"Well, I daresay Johnson has put the newspapers in their place by this time," Roger said, ignoring her embarrassment. "I'll have a look, to save time. You'll come when you're ready? I've a suggestion to make that I think you'll like."

He spoke pleasantly, not at all as if he had a grudge against his wife. Many women would have been satisfied with such a manner; but Beverley was not of the "many women," and Roger had never been like other, ordinary husbands. For the first morning since that day in Chicago when he had asked her to be his wife, they had not kissed.

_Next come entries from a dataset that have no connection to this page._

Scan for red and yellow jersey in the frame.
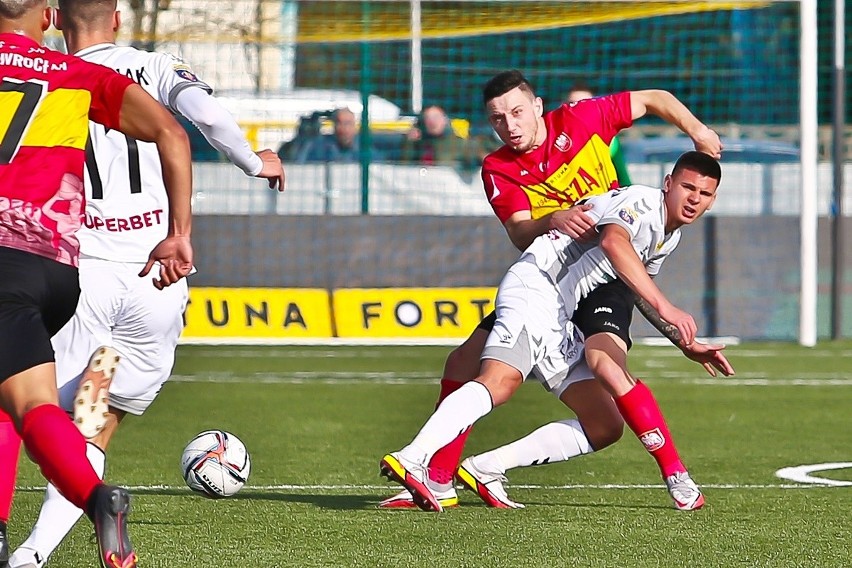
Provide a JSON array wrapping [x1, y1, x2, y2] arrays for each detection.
[[0, 34, 133, 266], [482, 92, 633, 223]]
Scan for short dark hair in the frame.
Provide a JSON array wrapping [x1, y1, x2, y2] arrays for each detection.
[[482, 69, 535, 105], [672, 150, 722, 185]]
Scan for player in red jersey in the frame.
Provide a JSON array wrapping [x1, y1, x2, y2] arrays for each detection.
[[380, 71, 733, 508], [0, 0, 192, 568]]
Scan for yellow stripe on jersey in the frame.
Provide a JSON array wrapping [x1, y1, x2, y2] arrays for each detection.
[[522, 134, 618, 219], [21, 89, 92, 150], [0, 91, 24, 140]]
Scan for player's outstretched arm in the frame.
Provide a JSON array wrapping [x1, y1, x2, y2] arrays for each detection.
[[172, 89, 284, 191], [600, 224, 698, 346], [630, 89, 722, 159], [503, 205, 595, 250], [636, 298, 734, 377], [119, 85, 193, 289]]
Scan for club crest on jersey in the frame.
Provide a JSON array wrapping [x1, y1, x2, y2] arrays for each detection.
[[174, 65, 198, 81], [618, 207, 639, 225], [553, 132, 571, 152]]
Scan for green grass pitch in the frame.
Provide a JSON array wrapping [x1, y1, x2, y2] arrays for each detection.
[[9, 342, 852, 568]]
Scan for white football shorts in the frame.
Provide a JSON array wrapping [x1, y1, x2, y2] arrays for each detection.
[[52, 258, 188, 415], [482, 257, 594, 397]]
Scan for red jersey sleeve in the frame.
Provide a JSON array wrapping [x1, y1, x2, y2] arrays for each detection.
[[84, 61, 134, 129], [562, 91, 633, 144], [482, 157, 531, 224]]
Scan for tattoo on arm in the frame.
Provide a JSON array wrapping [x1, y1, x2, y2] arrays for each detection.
[[636, 296, 681, 347]]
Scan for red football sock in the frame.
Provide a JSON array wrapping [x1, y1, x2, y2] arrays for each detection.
[[21, 404, 101, 511], [429, 379, 470, 484], [0, 410, 21, 523], [615, 381, 686, 477]]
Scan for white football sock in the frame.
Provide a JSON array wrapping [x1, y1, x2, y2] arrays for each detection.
[[472, 420, 595, 474], [10, 442, 106, 566], [399, 381, 494, 464]]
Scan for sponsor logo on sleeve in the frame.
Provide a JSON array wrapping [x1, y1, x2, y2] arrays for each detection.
[[618, 207, 639, 225], [174, 65, 198, 82]]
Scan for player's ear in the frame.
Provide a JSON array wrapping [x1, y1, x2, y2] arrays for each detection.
[[533, 97, 544, 116], [53, 8, 62, 31]]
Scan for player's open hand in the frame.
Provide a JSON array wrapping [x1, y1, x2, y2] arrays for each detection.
[[658, 302, 698, 347], [550, 204, 596, 241], [681, 341, 734, 377], [139, 236, 192, 290], [692, 126, 722, 160], [255, 148, 284, 191]]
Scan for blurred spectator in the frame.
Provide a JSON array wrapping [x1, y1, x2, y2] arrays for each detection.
[[565, 81, 631, 187], [402, 105, 487, 170], [296, 108, 360, 163], [278, 111, 328, 163]]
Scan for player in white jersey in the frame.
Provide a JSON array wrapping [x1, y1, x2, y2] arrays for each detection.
[[380, 152, 721, 511], [10, 0, 284, 568]]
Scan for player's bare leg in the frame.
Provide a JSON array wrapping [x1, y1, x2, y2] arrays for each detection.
[[379, 359, 524, 511], [456, 378, 624, 509], [379, 327, 488, 509], [586, 333, 704, 510]]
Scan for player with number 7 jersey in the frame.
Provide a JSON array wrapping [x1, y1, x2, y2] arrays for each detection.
[[0, 0, 192, 568], [10, 0, 284, 568]]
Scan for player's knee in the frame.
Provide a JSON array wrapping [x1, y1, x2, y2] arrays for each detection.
[[477, 373, 524, 406], [583, 417, 624, 451], [586, 354, 635, 396], [441, 345, 479, 383]]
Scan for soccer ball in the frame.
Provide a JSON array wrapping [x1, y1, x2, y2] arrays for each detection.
[[180, 430, 251, 499]]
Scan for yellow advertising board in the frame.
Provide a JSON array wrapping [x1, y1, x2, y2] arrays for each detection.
[[332, 288, 497, 338], [183, 286, 332, 341]]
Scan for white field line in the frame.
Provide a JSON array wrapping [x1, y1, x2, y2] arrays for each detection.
[[11, 479, 852, 493], [169, 371, 852, 387], [178, 340, 852, 358]]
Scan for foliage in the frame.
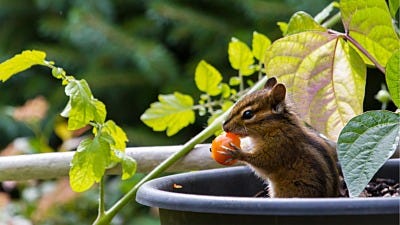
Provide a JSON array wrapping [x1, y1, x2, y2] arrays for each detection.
[[142, 0, 400, 196], [338, 110, 400, 196], [0, 0, 399, 224], [0, 50, 136, 192], [141, 32, 271, 136]]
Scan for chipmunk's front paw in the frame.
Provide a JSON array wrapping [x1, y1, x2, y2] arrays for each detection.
[[211, 133, 242, 165]]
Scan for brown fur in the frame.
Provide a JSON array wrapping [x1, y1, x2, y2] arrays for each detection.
[[223, 78, 339, 197]]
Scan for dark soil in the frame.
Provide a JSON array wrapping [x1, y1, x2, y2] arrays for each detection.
[[255, 178, 400, 198]]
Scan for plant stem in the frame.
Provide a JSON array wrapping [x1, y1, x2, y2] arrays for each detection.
[[322, 12, 341, 28], [94, 176, 105, 224], [93, 76, 267, 225], [345, 33, 386, 74]]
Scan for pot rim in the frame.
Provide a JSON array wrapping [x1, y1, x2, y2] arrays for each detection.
[[136, 159, 400, 215]]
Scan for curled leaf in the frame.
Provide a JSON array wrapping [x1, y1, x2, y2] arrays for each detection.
[[61, 80, 106, 130], [340, 0, 400, 66], [69, 135, 110, 192], [265, 31, 366, 140], [228, 38, 254, 75], [140, 92, 195, 136], [194, 60, 222, 96], [386, 50, 400, 108], [286, 11, 326, 35], [252, 31, 271, 62], [338, 111, 400, 197]]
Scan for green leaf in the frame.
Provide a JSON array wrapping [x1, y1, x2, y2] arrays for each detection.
[[0, 50, 46, 82], [252, 31, 271, 62], [228, 38, 254, 76], [338, 111, 400, 197], [194, 60, 222, 96], [265, 31, 366, 140], [61, 80, 106, 130], [229, 76, 242, 86], [140, 92, 195, 136], [286, 11, 326, 35], [386, 50, 400, 108], [69, 135, 110, 192], [221, 83, 231, 98], [389, 0, 400, 18], [101, 120, 128, 152], [340, 0, 400, 66], [314, 2, 339, 23], [276, 22, 288, 36], [121, 154, 137, 180]]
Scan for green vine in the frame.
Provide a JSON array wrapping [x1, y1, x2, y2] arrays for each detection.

"It will always be like this from now on," she told herself. "I hope I shall die. I can't live without his love, and go on seeing him every day!"

Roger had not mentioned Clo, and Beverley held her peace. She thought it would be best to wait and see what the newspapers said. At the end of ten minutes, as the breakfast tray was being placed on the lace table cover, she strolled into the boudoir. Roger hardly looked up, feigning to be deeply interested in his paper. On other mornings—the servant being out of the room—he would have sprung from his chair to place hers, and perhaps to kiss the long braid of her golden brown hair, or the back of her white neck as it showed under her fetching little cap.

"Any exciting news?" she asked in a casual tone, as she sat down—the sort of tone which other wives perhaps use to other husbands.

"Nothing that interests us specially," Roger answered. "A rather sordid murder, at a third-rate hotel; there's a mystery, of course."

"What hotel?" Beverley ventured to ask, pouring coffee with a hand that would shake.

"One I never heard of before. Let me see, what's the name? Oh, the 'Westmorland.' You'll not be interested. Let's get to the thing I want to talk about. Can you guess what it is?"

Beverley shook her head. "I am a bad guesser."

"It's partly about your pearls. By the by, was the pearl-stringer satisfactory?"